Easter Sunday Services

We celebrate the resurrection of our Lord, Jesus Christ. He is risen, indeed!

Easter Sunday: 3 Services with Holy Communion
6:30 am Sunrise Service in the Amphitheater & 8:30 & 11 am Services

Whether you’ve been part of this community for years or are looking for a place to connect for the first time, we hope you’ll join us for this day of joy and celebration. 

Easter Egg Hunt
Children, bring your basket and get ready to hunt for eggs on the playground between the two sanctuary services! There will be a hunt for those 5 years old and under, as well as a hunt for those 6 and up. Sponsored by the SUMC Children’s Council. We will meet in the Sanctuary at 9:45 am and then head outside on the playground together. Parents, you will pick up your child from their regular Sunday School class.

Our sermon series, “Tell Me Something Good” includes artwork and an artist’s description for each Sunday and the days of Holy Week.  We hope that this artwork will help you to connect more deeply with the scripture throughout the season. 
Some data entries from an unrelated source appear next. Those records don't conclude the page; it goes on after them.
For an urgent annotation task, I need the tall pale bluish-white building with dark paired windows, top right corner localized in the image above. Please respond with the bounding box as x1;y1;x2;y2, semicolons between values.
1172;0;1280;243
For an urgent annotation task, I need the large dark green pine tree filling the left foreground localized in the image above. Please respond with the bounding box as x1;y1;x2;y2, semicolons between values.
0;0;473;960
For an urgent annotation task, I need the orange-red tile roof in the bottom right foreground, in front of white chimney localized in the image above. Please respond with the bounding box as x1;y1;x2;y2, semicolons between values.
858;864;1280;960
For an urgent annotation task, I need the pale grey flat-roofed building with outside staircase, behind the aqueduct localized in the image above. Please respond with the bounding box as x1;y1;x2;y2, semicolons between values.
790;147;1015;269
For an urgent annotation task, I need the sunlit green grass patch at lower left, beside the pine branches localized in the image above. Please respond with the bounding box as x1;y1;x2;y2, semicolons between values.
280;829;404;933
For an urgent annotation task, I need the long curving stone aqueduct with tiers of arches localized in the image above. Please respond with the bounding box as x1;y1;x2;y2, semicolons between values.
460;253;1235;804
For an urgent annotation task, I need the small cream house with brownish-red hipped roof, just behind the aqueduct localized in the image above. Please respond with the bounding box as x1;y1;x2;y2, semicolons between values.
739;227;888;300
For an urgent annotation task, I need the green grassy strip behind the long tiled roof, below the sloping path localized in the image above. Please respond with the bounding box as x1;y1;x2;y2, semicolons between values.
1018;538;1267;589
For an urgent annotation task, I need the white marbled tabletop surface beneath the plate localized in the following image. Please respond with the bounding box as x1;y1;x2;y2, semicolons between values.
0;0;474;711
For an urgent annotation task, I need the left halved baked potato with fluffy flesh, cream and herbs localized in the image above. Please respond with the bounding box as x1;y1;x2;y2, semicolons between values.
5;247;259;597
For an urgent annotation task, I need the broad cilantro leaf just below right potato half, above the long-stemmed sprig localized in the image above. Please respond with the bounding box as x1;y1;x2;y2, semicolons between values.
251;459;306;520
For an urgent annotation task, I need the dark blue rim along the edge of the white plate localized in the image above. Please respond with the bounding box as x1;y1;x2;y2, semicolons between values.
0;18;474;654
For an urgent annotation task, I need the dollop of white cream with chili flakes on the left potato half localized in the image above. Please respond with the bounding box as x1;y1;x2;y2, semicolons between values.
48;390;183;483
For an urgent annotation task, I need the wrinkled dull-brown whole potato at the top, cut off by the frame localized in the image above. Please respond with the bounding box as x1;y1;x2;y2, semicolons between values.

Meet Me in Galilee by Hannah Garrity
Inspired by Matthew 28:1-10

The good news is alive in the world. Do not be afraid. Go back to Galilee. Go back to Galilee where it all started. Go back to Galilee and celebrate like we did at the beginning, when we were not afraid, when these words of liberation had not yet drawn the trappings of imperial execution.

Here in this artwork, the crowd is celebrating. Figures are dancing and dancing and dancing. Doves fly among the dancers, breaking borders, Holy Spirit. This throng is in the vacant space of the empty cross. The cross here is mirroring the traditional, four-petaled, stained-glass window design element, which has long represented the cross in European architecture.
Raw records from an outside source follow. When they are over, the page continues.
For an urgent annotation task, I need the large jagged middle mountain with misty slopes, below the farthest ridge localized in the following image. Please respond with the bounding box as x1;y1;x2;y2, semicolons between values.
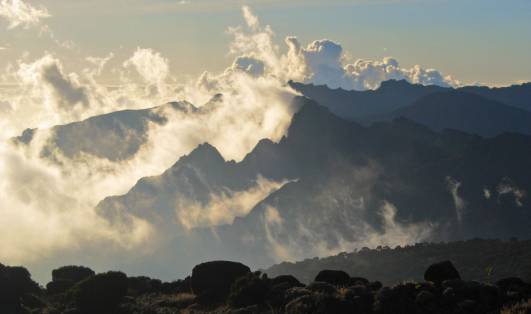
98;97;531;280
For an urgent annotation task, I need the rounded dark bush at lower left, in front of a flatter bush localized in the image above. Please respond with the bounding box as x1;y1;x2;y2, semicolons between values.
70;272;127;313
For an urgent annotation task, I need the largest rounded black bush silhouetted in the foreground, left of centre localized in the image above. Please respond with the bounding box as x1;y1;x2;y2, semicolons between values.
191;261;251;303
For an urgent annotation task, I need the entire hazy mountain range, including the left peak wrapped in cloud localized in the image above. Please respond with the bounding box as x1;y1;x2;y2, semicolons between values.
11;81;531;277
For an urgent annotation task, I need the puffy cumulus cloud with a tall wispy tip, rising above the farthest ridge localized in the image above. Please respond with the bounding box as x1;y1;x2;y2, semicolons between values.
219;6;460;90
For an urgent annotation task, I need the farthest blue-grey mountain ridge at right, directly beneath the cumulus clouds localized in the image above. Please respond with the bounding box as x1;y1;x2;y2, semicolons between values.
290;80;531;137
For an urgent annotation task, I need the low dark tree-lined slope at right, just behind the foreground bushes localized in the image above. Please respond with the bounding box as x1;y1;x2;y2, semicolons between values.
265;239;531;285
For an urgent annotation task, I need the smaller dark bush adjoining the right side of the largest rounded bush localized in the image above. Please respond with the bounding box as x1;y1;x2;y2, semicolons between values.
228;272;271;308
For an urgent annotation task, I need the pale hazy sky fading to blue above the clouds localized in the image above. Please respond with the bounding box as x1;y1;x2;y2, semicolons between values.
0;0;531;85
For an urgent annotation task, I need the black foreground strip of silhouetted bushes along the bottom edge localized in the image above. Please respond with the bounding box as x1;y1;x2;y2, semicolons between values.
0;261;531;314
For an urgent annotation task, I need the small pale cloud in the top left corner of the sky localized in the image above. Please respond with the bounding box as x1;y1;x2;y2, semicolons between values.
0;0;50;29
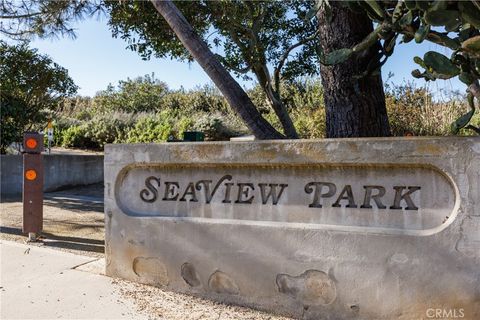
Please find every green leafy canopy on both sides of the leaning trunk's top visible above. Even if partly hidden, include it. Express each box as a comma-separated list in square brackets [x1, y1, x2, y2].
[105, 0, 318, 79]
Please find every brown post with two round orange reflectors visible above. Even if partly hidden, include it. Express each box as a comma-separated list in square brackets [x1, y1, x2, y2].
[23, 132, 44, 241]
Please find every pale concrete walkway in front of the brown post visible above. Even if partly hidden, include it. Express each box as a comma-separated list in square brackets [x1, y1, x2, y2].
[0, 241, 146, 319]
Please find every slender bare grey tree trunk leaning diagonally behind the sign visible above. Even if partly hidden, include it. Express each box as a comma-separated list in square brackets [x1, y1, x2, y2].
[152, 0, 284, 139]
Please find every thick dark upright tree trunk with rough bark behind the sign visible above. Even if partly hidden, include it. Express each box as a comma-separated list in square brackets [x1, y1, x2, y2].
[317, 1, 390, 138]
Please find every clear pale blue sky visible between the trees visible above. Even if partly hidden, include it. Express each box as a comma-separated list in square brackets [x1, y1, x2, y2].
[26, 18, 465, 99]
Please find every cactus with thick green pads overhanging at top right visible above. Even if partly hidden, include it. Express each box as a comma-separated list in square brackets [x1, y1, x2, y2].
[318, 0, 480, 133]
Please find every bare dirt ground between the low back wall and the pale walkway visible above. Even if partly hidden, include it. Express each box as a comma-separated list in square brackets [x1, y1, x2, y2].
[0, 185, 105, 258]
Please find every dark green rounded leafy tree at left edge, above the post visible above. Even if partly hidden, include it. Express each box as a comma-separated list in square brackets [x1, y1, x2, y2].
[0, 41, 77, 153]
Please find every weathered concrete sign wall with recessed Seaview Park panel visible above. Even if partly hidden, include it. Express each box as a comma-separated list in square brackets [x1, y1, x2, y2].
[105, 138, 480, 319]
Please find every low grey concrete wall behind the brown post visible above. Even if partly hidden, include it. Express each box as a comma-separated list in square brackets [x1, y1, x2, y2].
[0, 154, 103, 196]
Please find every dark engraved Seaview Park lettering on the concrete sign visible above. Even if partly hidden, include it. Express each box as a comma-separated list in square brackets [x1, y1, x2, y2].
[140, 174, 421, 210]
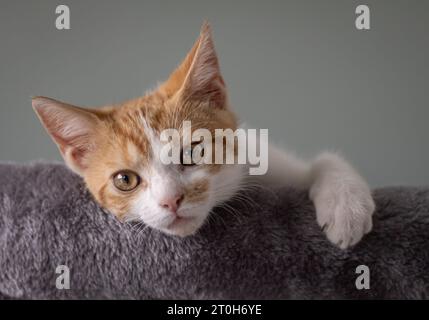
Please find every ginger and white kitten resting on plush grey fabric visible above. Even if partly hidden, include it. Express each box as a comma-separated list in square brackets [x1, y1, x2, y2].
[32, 25, 374, 248]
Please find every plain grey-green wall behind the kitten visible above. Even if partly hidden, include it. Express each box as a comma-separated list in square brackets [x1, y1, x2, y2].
[0, 0, 429, 186]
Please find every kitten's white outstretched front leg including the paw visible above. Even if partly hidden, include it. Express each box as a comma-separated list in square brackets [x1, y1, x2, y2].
[254, 146, 375, 249]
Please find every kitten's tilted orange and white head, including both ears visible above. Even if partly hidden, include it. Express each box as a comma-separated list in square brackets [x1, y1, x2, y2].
[33, 25, 242, 236]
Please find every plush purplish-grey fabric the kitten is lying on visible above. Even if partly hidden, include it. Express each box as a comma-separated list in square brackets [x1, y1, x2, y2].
[0, 163, 429, 299]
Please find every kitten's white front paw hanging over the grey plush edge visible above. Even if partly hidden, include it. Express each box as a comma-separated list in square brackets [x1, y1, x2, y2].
[310, 179, 375, 249]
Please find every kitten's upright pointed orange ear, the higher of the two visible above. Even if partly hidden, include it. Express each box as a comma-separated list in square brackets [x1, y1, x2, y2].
[160, 23, 227, 108]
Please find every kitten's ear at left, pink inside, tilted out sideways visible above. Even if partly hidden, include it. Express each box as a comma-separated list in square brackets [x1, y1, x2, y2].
[32, 97, 99, 174]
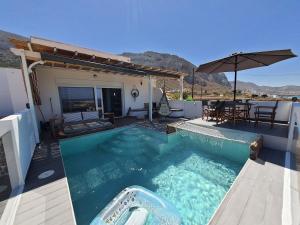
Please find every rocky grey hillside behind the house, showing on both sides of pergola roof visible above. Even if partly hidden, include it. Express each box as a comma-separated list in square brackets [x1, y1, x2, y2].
[0, 30, 231, 93]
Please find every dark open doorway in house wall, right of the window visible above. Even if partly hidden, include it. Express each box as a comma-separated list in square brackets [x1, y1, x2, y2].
[102, 88, 122, 116]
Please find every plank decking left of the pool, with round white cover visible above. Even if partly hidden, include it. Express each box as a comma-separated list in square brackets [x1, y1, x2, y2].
[14, 132, 76, 225]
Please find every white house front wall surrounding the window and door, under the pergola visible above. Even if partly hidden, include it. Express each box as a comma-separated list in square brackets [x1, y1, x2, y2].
[36, 67, 155, 120]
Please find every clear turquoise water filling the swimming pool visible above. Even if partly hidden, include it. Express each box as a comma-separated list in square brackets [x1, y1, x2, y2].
[60, 126, 249, 225]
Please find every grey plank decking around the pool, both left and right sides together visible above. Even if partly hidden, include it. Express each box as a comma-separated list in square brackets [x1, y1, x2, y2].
[9, 121, 300, 225]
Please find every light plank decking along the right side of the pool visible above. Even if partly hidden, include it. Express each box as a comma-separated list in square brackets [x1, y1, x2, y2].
[209, 149, 300, 225]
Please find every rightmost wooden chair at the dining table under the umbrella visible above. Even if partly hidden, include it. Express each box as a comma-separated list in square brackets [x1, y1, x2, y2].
[254, 100, 278, 128]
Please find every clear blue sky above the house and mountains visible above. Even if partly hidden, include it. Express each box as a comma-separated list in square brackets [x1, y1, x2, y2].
[0, 0, 300, 86]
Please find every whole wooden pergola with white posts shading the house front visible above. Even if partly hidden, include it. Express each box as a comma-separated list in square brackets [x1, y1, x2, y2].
[10, 37, 187, 141]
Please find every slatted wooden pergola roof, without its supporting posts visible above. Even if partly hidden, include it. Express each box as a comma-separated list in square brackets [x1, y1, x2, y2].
[10, 37, 187, 79]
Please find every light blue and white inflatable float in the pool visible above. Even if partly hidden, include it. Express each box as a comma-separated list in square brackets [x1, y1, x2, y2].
[90, 185, 181, 225]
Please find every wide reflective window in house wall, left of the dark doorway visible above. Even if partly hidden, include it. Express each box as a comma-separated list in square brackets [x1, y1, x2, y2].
[58, 87, 96, 113]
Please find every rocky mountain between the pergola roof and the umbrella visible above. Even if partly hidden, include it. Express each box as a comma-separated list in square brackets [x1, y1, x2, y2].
[121, 51, 231, 92]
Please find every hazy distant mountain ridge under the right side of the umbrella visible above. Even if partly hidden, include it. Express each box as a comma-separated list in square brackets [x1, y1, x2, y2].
[230, 81, 300, 95]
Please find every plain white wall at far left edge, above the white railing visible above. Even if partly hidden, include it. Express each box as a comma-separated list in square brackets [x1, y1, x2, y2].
[0, 68, 28, 117]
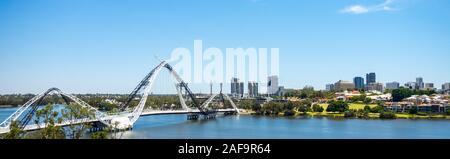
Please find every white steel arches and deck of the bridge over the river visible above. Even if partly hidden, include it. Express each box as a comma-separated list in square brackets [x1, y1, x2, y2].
[0, 61, 239, 134]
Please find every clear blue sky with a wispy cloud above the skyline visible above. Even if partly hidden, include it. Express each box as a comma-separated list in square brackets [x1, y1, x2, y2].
[0, 0, 450, 94]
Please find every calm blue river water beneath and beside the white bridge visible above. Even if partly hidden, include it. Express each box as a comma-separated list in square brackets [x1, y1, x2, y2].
[0, 108, 450, 139]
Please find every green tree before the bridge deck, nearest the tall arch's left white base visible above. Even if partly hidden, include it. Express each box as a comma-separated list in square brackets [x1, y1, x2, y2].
[62, 104, 95, 139]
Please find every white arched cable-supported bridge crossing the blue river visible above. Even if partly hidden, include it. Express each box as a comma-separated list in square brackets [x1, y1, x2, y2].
[0, 61, 239, 134]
The crowd dancing within the cross celebrates the resurrection of Jesus, fearlessly awaiting his arrival in Galilee. The Roman weapon of oppression, the cross, inflicts but a pause in the steadfast and abiding ministry of revolutionary love offered by Jesus in his public ministry. It is fitting then that we should go back to the place it began, when fear was not such a lethal factor. God has overcome death. Hallelujah!

Around the dancing figures in Galilee, patterns of doves disperse outward. The good news, the euaggelion, is alive in the world. Do you remember? The cross is empty, yet full. Overcome. Go and you will find Jesus, free in the world in the faces of strangers and neighbors. —Hannah Garrity

Study the figures in the crowd. What postures and expressions do you see? What emotions do you feel?